Background: Epidemiologic, clinical, and experimental studies have suggested that
fish oil (FO), a rich source of n-3 (ω-3)
polyunsaturated fatty acids, protects against
colon cancer. However, this message is confounded by the FDA's warning that the consumption of certain types of fish should be restricted because of contamination with
persistent organic pollutants (POPs), such as
polychlorinated biphenyls (
PCBs) and organochlorine pesticides.Objective: We examined FO contaminated with POPs (
PCBs, dichlorodiphenyltrichloroethane, and
chlordane) compared with unmodified FO on the risk factors of
colon cancer development.Methods: Male Sprague-Dawley rats aged 28 d (
n = 30) were allocated into 3 groups and fed 15%
corn oil (CO), FO, or POP-contaminated FO for 9 wk with a
subcutaneous injection of colon
carcinogen azoxymethane at weeks 3 and 4. Colonic
aberrant crypt foci (ACF) and cell proliferation were enumerated, and the gene expression of
inflammation,
antioxidant enzymes, and repair
enzymes were determined with the use of real-time quantitative polymerase chain reaction analysis.Results: FO-fed rats had a lower number of ACF (mean ± SE: 29 ± 4.0 for FO compared with 53 ± 8.4 for CO and 44 ± 4.6 for POP FO) and higher-multiplicity ACF than the CO and POP FO groups (4.7 ± 0.9 for FO compared with 11 ± 1.5 for CO and 9.6 ± 1.8 for POP FO) (P < 0.05). FO feeding lowered the proliferation index compared with the CO and POP FO feeding groups (18% ± 1.1% for FO compared with 25% ± 1.6% for CO and 23% ± 0.7% for POP FO) (P = 0.009).

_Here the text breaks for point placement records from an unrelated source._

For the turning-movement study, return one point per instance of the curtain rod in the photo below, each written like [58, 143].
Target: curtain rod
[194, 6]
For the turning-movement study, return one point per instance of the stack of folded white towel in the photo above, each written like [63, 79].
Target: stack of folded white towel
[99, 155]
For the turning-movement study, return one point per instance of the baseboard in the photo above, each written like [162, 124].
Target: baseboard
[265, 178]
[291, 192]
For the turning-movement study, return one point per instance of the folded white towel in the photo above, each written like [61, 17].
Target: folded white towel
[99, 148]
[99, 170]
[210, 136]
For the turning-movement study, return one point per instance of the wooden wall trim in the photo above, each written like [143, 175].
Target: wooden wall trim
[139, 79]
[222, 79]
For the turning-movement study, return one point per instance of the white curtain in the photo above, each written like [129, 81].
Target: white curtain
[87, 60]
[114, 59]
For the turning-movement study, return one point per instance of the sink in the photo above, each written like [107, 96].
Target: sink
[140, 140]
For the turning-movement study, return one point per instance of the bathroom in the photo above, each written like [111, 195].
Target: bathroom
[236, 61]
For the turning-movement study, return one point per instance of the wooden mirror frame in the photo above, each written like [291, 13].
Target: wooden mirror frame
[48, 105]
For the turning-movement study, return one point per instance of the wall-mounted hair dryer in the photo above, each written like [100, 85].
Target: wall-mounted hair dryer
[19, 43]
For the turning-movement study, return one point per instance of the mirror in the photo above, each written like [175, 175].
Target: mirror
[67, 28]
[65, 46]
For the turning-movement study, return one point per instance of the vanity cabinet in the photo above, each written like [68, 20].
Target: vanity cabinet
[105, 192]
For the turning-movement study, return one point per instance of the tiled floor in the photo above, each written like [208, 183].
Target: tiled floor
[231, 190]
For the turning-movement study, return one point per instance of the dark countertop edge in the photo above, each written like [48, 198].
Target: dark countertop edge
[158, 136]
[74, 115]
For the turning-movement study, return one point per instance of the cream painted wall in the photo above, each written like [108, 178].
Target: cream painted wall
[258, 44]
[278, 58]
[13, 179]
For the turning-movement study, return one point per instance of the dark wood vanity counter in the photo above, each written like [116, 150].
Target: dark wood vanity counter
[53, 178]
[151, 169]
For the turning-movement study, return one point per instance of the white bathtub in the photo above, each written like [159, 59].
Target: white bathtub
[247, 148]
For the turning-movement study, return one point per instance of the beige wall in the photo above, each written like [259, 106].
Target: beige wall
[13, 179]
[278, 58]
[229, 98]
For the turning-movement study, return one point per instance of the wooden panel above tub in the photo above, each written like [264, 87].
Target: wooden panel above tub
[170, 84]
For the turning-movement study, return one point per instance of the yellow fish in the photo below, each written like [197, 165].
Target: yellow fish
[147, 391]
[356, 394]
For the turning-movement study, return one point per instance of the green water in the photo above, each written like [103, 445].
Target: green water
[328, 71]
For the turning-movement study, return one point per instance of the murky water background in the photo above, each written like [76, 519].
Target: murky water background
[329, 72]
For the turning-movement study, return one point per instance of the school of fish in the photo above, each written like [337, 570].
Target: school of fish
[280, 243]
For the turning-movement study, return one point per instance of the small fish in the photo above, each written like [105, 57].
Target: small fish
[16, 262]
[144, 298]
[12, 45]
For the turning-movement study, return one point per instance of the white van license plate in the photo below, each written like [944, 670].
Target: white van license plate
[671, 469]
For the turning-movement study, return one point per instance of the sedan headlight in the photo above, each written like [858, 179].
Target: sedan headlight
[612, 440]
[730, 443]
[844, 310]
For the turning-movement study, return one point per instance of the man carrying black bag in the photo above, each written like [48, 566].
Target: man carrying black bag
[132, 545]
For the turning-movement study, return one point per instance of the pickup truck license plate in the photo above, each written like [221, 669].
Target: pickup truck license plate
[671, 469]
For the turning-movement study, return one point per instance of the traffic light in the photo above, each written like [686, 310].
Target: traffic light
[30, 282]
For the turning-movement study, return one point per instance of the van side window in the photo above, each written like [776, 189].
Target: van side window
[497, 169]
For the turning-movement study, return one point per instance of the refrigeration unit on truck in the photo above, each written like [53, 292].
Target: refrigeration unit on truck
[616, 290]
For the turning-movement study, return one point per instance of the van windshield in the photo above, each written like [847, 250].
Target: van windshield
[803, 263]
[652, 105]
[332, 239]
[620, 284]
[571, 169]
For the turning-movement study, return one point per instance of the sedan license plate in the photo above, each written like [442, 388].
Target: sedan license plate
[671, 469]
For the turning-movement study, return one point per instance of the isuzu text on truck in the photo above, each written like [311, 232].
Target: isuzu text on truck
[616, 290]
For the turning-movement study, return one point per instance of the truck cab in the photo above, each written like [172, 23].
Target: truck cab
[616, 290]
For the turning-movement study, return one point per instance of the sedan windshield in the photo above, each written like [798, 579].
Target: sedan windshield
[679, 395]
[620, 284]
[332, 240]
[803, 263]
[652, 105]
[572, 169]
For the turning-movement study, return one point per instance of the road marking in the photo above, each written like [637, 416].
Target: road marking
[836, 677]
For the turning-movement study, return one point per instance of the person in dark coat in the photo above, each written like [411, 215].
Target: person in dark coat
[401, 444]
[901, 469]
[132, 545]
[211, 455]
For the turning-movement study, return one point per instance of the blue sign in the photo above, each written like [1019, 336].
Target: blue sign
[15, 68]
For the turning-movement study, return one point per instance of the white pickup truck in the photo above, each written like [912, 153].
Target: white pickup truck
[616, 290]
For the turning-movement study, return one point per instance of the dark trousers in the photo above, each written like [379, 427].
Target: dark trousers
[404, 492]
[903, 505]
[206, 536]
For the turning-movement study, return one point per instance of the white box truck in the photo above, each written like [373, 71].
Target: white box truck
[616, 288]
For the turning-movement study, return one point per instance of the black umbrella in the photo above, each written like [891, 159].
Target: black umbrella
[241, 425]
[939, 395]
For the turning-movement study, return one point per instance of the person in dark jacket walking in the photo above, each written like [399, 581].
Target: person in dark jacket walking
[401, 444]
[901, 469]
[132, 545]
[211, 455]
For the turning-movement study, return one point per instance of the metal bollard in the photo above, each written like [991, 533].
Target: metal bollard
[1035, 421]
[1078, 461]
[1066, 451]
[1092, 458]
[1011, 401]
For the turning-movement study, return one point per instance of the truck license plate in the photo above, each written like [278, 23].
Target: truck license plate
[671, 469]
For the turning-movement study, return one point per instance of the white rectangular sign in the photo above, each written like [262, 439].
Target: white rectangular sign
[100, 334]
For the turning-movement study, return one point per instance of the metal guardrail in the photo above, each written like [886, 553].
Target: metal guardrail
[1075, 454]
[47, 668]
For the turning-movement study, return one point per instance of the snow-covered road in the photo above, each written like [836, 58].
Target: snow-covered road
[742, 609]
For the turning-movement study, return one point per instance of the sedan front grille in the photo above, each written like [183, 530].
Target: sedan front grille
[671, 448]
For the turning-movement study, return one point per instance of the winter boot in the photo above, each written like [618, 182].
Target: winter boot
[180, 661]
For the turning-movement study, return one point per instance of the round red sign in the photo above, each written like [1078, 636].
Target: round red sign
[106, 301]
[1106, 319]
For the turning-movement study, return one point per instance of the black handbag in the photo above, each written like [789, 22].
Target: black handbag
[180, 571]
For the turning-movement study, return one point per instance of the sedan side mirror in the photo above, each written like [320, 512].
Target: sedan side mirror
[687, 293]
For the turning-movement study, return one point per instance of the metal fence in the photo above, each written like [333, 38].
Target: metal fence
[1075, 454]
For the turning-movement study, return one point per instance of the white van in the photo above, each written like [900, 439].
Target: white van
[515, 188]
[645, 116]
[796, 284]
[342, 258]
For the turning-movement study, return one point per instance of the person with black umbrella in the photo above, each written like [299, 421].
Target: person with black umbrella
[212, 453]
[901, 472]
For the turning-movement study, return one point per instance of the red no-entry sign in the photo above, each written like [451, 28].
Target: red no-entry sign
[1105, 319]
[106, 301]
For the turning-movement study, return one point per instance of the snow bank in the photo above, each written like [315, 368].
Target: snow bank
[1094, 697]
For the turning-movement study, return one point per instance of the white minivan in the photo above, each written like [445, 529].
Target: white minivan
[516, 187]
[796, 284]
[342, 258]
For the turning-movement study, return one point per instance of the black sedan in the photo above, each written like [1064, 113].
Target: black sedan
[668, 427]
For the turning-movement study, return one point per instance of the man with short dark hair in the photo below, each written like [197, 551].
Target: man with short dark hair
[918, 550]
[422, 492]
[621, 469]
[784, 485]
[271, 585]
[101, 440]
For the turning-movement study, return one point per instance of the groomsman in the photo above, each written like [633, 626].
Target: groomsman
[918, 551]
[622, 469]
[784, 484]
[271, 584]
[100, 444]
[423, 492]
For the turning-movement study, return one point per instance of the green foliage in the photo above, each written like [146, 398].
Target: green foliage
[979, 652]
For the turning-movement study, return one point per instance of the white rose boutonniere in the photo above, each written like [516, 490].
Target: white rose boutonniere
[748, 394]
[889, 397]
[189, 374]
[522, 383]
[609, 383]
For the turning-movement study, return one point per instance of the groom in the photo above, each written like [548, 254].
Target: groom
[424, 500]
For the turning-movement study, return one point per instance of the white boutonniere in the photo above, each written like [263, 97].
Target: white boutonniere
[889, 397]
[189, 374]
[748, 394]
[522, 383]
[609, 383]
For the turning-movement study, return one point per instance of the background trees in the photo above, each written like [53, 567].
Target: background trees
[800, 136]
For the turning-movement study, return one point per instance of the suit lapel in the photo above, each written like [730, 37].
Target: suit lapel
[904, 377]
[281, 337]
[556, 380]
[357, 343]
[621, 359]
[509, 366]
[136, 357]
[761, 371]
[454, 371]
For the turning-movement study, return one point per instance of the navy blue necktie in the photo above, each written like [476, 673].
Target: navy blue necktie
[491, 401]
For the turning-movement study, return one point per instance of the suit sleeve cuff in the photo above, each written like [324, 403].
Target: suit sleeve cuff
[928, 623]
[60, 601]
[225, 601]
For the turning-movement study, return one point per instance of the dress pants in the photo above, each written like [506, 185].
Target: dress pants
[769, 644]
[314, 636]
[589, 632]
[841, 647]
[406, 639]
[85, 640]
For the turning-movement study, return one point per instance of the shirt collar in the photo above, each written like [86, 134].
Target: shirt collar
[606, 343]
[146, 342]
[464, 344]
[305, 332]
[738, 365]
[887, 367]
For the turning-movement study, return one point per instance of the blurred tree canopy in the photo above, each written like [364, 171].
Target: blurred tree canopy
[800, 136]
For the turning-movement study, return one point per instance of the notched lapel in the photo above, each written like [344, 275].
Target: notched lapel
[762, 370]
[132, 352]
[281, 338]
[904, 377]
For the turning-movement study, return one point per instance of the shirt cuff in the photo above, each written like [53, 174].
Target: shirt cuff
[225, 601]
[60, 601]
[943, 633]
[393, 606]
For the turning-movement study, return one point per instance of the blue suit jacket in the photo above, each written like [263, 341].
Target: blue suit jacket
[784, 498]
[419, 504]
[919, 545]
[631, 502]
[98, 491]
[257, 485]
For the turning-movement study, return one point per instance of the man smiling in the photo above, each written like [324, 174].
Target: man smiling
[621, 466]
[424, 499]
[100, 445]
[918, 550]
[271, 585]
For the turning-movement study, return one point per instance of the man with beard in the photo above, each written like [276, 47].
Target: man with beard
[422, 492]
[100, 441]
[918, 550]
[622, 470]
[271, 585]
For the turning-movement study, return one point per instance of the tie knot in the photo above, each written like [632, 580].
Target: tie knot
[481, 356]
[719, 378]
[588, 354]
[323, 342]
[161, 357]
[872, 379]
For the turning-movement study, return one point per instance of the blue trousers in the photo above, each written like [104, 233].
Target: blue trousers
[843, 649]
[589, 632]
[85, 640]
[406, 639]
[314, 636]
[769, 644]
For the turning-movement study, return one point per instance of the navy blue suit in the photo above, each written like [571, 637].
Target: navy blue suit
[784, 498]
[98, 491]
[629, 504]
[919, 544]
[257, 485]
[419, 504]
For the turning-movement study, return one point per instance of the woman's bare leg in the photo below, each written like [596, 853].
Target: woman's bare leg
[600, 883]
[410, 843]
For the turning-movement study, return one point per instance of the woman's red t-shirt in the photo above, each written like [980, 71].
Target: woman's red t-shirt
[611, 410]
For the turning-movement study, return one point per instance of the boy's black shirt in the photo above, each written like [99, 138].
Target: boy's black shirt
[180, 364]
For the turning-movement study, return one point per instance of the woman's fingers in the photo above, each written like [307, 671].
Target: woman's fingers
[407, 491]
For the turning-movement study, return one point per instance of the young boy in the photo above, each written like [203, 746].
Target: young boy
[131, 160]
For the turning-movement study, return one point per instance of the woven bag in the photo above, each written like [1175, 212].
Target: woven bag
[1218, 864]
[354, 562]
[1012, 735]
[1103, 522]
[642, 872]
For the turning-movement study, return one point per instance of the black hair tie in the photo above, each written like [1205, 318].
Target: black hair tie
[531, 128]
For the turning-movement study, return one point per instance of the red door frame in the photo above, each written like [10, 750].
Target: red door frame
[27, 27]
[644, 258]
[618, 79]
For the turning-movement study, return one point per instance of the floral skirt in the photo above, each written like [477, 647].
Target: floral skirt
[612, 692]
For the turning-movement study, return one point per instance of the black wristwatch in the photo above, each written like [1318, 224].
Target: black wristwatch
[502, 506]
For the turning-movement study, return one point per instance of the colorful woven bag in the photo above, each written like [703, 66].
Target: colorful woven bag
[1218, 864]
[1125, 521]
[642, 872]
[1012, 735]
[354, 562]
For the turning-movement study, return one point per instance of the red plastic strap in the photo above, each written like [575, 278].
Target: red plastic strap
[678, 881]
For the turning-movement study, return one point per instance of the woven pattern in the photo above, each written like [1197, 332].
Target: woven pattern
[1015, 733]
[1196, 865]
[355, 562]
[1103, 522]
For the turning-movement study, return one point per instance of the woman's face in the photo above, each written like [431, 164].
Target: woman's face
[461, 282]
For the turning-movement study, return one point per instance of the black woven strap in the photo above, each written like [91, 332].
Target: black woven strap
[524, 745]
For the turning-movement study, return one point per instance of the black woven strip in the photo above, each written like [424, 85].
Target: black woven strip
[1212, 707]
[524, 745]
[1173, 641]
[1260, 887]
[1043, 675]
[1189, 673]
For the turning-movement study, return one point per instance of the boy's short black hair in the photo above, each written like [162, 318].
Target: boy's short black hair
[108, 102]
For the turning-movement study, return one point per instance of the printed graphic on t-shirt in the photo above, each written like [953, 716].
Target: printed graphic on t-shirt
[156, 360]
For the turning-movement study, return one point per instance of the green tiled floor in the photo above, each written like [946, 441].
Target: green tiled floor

Superoxide dismutase [2.4 ± 0.6 relative quantification (RQ) for FO compared with 1.2 ± 0.2 RQ for CO and 1.3 ± 0.3 RQ for POP FO] and
catalase gene expression (10 ± 2.0 RQ for FO compared with 5.4 ± 1.1 RQ for CO and 6.6 ± 1.5 RQ for POP FO) were higher in the FO group than in the CO and POP FO groups (P < 0.05). There were no differences between CO and POP FO on the variables.Conclusion: These results indicate that POPs in FO reduce the preventive effects of FO on colon
carcinogenesis by increasing preneoplastic lesion formation through the downregulation of
antioxidant enzyme expression and increasing cell proliferation in rats.